元サッカー日本代表FWカズの次男で総合格闘家の三浦孝太(20=BRAVE)は、タイでも大人気だった。

19日、タイ・ラジャダムナンスタジアムにて元K-1ワールドMAX王者ブアカーオ・パンチャメーク(40=タイ、旧ポー・プラムック)とキックボクシング形式のエキシビションマッチ3分3回で対戦した。3回途中に試合をストップさせられるなど、手も足も出なかった。

それでも、ムエタイの殿堂に詰めかけた8000人近くのファンからは、惜しみのない拍手が注がれた。登場前にスクリーンに写真が映し出されるだけで大歓声。試合開始前には「コウタ、コウタ」の合唱も沸き起こった。三浦が打撃を与えられると、ファンは顔を覆った。

当日は、会場の入り口前に、写真撮影用の三浦の顔ハメパネルや全身パネルなどが出現した。大会チケットの最高額は、6000バーツ(約2万3000円)。現地の格闘技興行としては破格だが、すぐに完売したという。

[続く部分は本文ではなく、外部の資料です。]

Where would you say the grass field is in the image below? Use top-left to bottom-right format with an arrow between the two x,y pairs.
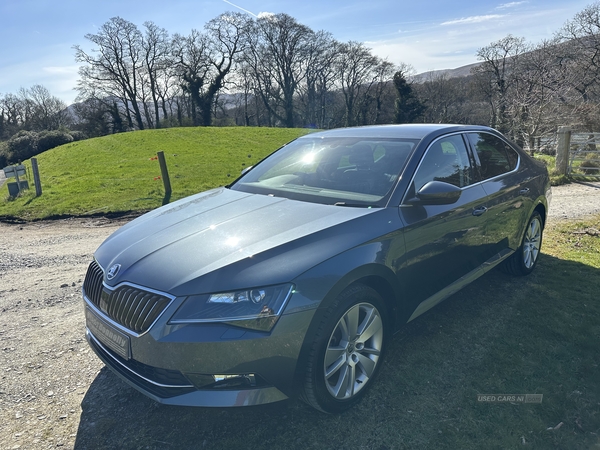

三浦は昨年大みそかにプロデビューしたばかりだが、現地での人気がレジェンドとのマッチメークを後押しした。きっかけは1本の動画。デビュー戦後に、ファンがTikTok(ティックトック)にアップした動画が東南アジアで大ヒットし、タイやベトナムなどで人気が爆発した。

インスタグラムのフォロワーは約69万人だが、半数以上が東南アジアのファン。中には三浦が格闘家ということを知らないフォロワーもいる。「日いづる国から来たイケメン」として大好評で、本人も「自分で言うのはなんですが…、ルックスで(支持されている)」と認めていた。

大会前からタイの街路でも顔写真が電光掲示板で大きく掲出された。現地メディアによると、「コウタ」といえば誰でも知っている存在。老若男女問わず大人気だという。

15日にタイ・スワンナプーム空港に到着した際は、夜中ながら若い女性を中心とする数多くのファンに出迎えを受けた。現地ファンからは、ブアカーオへ「彼の顔を殴らないでください」というコメントも寄せられていた。

世界的スター級の待遇を受けた三浦。だが、目標はあくまでも、総合格闘技のRIZINで活躍することだ。「そこを期待してもらいたい」。プロ2戦目となる次戦9月25日では、異国で吸収した唯一無二の経験を、主戦場のリングに還元していく。